Flecs is an archetypal ECS in C. It stores entities in archetypes. It doesn’t actually compile fused updates like my plan. (Though a manual fusion benchmark suggests that if possible, fusing updates would actually increase performance) Initially, I had the same apprehension as you do regarding combinatorial explosion, but in practice, Flecs works.

I had a brief look and IIUC then flecs uses these archetypes as an organizational tool for the data essentially. I does not compile specific versions of functions for every archetype. The linked blog about the archetypes explicitly mentions type erasure to make things more uniform.

I think that your plan of specializing on every archetype is bound for failure. The main reason being the huge overhead of actually compiling methods (because the compiler is slow). So you’d never want to compile new methods on the fly because that for sure would cause a lag spike. Which means you either need to figure out which archetypes can possible exists (likely impossible) or precompile every variant which is also impossible.
Additionally, I am not convinced that there is much optimization to be gained from having specialized variants for different trait combinations considering the additional resources it takes. You mention a couple of easy cases where you can save like a few instructions but a few instructions. But I think in general it will be very hard to figure out these optimizations reliably. It is also not quite necessary because it could be done by hand, if a certain combinations arises very frequently. Then the game programmer could profile their game, see that there is an optimization opportunity and introduce a new combined trait (i.e. “PoisonedAndBurning” which gets applied whenever something burning also gets poisoned or vice versa).
In summary, I think too much specialization does more harm than good. But I totally understand the appeal. From a theoretical perspective it seems so nice and clean just to offload everything to the compiler but in practice it is likely a bad idea.
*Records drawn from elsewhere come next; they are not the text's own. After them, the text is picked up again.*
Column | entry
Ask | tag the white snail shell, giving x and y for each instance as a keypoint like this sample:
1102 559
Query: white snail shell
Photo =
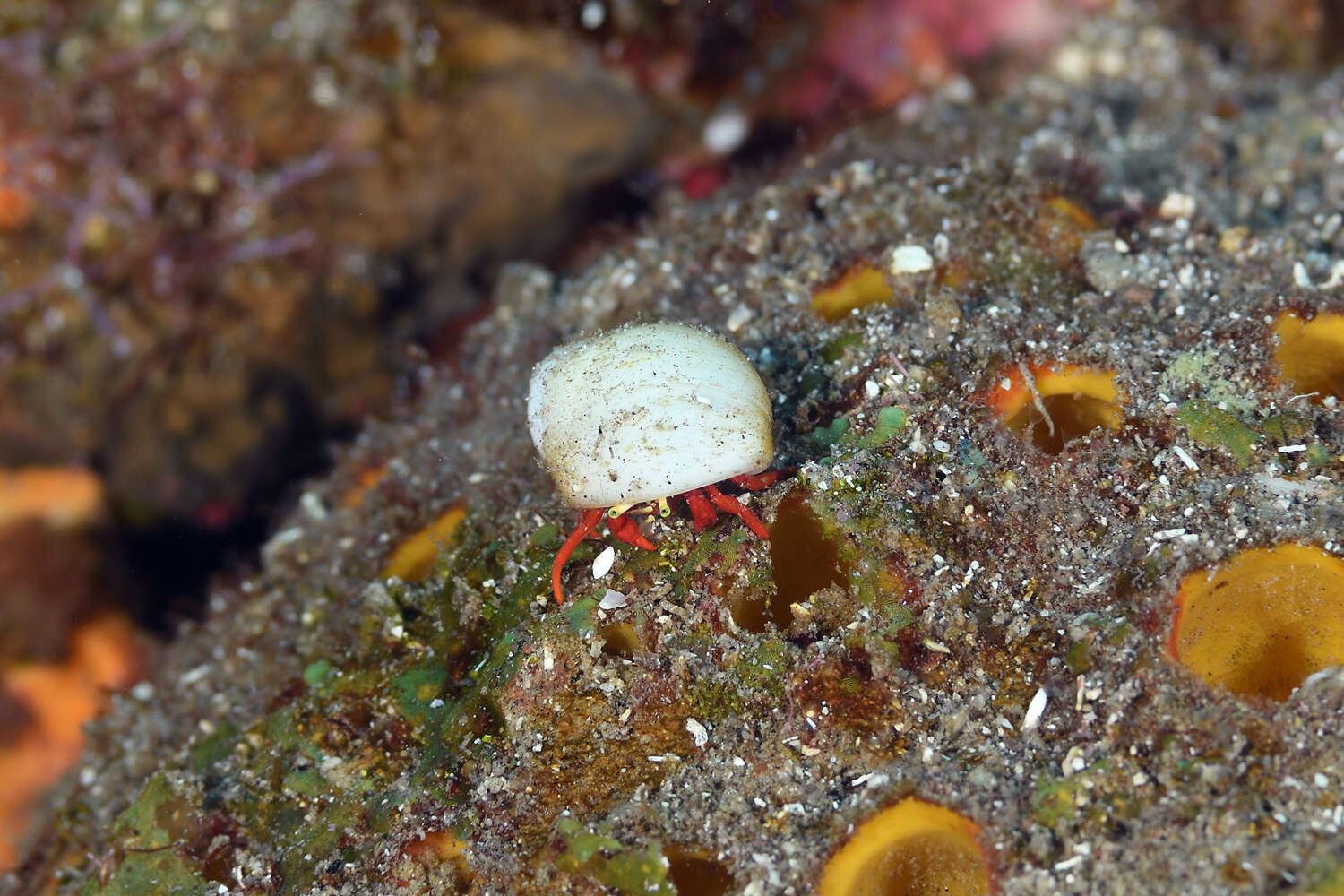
647 411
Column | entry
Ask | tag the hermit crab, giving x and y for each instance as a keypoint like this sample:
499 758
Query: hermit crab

I understand the issue. One problem is that you likely don’t know in advance which combination arises frequently before it happens. Your game engine might support various types of troops for example but you won’t necessarily know in advance what kind of loadout would be equipped before the game gets run or what kind of spells would be cast. Perhaps there would need to be a cost model where you only compile fused updates if a large number of entities are present. That being said, let’s say that the entities update at 60 fps and the archetype lives for 20 seconds, and there is only 1 such entity. Well, in such the worst case…
I’ve compiled a simple function using RuntimeGeneratedFunctions.jl and it cost about 5 μs, so, 5000 ns. On the other hand, adding two numbers cost me about 17 ns. If you could save 1 addition per update, that’s already worth it.

The real issue is that the function, when compiled, stays in the ram forever though, outliving its archetype.

However, this is the real issue that prevents my ECS from getting implemented. Unlike other ECSs, mine does not have an indexable ID, each entity is an anonymous entity. This means I have no easy way of expressing things like “These two entities interact with each other.”